Still, questions arise as to whether or not the show, which centers on a 40-something Brooklyn couple (she’s Russian-born, he’s American), is really true to life. Would a couple like this really be forced to spy as a prerequisite to their marriage? And how likely would it be that a couple who thought their spy days were behind them would find their sleeper cell reactivated, with orders to bring their brilliant CIA analyst son (who knows nothing about their spy activities), into the fold?
Former intelligence officers at the Spy Museum screening spoke about the show during a panel discussion, and in subsequent one-on-one conversations. Here’s what we learned.
1. I Spy
There are spies everywhere in the United States. Two days before the January 28 Spy Museum screening, the FBI arrested a man employed by a Russian bank and charged him as part of a Russian intelligence network that collected economic intelligence and recruited other spies. According to the panel members, this is not unusual. “The world of espionage is around us everywhere—New York City, the Midwest and other places,” said Vince Houghton, historian and curator at the Spy Museum. “Washington, D.C. has more spies than any other city in the world, and that’s what we consider an undisputed fact.”

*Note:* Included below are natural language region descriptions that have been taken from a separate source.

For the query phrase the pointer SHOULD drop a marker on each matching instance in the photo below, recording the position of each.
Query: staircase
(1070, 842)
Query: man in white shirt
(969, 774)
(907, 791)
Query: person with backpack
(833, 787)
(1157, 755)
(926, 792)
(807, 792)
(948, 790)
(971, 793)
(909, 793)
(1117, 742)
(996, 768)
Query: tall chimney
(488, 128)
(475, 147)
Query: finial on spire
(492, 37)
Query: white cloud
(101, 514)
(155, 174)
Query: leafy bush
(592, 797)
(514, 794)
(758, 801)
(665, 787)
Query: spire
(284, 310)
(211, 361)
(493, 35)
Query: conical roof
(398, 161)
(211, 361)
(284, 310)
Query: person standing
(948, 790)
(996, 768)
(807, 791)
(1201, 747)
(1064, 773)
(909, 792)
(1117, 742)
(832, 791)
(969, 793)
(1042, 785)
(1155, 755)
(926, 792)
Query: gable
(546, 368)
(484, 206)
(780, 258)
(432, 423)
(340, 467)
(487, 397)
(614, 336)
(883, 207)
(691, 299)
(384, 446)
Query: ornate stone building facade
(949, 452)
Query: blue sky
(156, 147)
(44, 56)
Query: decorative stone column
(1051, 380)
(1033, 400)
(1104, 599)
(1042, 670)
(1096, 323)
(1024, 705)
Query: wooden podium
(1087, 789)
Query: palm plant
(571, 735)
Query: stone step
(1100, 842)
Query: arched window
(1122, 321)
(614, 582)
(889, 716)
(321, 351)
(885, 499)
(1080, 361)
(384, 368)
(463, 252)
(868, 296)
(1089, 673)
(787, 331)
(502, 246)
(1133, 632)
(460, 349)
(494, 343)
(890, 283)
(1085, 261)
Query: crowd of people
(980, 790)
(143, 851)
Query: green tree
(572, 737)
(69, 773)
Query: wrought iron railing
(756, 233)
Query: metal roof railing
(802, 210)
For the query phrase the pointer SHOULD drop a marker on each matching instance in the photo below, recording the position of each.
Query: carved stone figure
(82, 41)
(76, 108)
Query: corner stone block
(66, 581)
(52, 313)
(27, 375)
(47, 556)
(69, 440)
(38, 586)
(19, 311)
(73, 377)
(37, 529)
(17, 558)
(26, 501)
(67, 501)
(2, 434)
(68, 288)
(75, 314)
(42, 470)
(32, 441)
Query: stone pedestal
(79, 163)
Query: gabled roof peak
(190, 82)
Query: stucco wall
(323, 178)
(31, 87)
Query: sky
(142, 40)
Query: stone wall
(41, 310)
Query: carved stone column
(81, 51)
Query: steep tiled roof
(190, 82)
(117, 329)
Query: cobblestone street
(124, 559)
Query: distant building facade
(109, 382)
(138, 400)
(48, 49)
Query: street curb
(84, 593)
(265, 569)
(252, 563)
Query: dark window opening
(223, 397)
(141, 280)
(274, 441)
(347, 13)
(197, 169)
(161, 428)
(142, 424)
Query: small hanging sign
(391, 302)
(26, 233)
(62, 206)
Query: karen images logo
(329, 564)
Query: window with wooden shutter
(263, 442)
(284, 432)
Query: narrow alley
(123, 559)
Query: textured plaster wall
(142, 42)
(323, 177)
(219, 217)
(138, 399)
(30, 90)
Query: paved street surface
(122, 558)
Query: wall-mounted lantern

2. The Americans is the Show to Beat
One of the hosts at the premiere confided to a small group that there are a lot of “really bad” spy shows and movies. The real-life members and former member of the intelligence community “really love” FX’s period spy drama The Americans which just premiered its third season, she said. One reason: credible use of spy jargon. And panelists were jazzed that the characters in Allegiance use terms such as ‘dangle’—an agent who feigns interest in defecting or joining another agency—correctly. Anyone who has listened to someone try hipster on for size (think of some adorably embarrassing lingo Johnny Galecki’s character Leonard Hofstadter uses on The Big Bang Theory) gets it. “They clearly did their homework,” said real-life former CIA analyst Mark Stout, one of the panelists. “That’s routinely not the case with terminology.”
3. From Russia, with Love
The set up in Allegiance really isn’t off the mark. The show centers on a Brooklyn-based family, which consists of a Russian-born woman (played by Hope Davis), her American-born husband (Scott Cohen) and their three kids—including the brilliant son with the eidetic memory (Gavin Stenhouse), a CIA analyst. The couple is part of a sleeper cell that is called back into service. Does a couple working together as spies sound too Hollywood? It’s not. Panelists reminded us of numerous cases where married couples worked as spies, including the case of Andres and Heidrun Anschlag, a German couple who stood trial in 2013 for spying on Russia.
4. Spies at Home
Hope Davis’ wife/mother character in Allegiance was brought into spying by her KGB general father. This mirrors parts of the 2010 case of Anna Chapman, the spy whose father was reportedly a KGB general. Indeed, U.K.’s Daily Mail reported that Anna Chapman’s ex-husband Alex Chapman feared her father had “groomed her to be a spy.” Want something closer to home? Consider Tim Foley, who was a student at George Washington University in 2010 when his parents were arrested as Russian spies. The couple later told officials they had told their son about their spying, and hoped he’d follow them into the biz.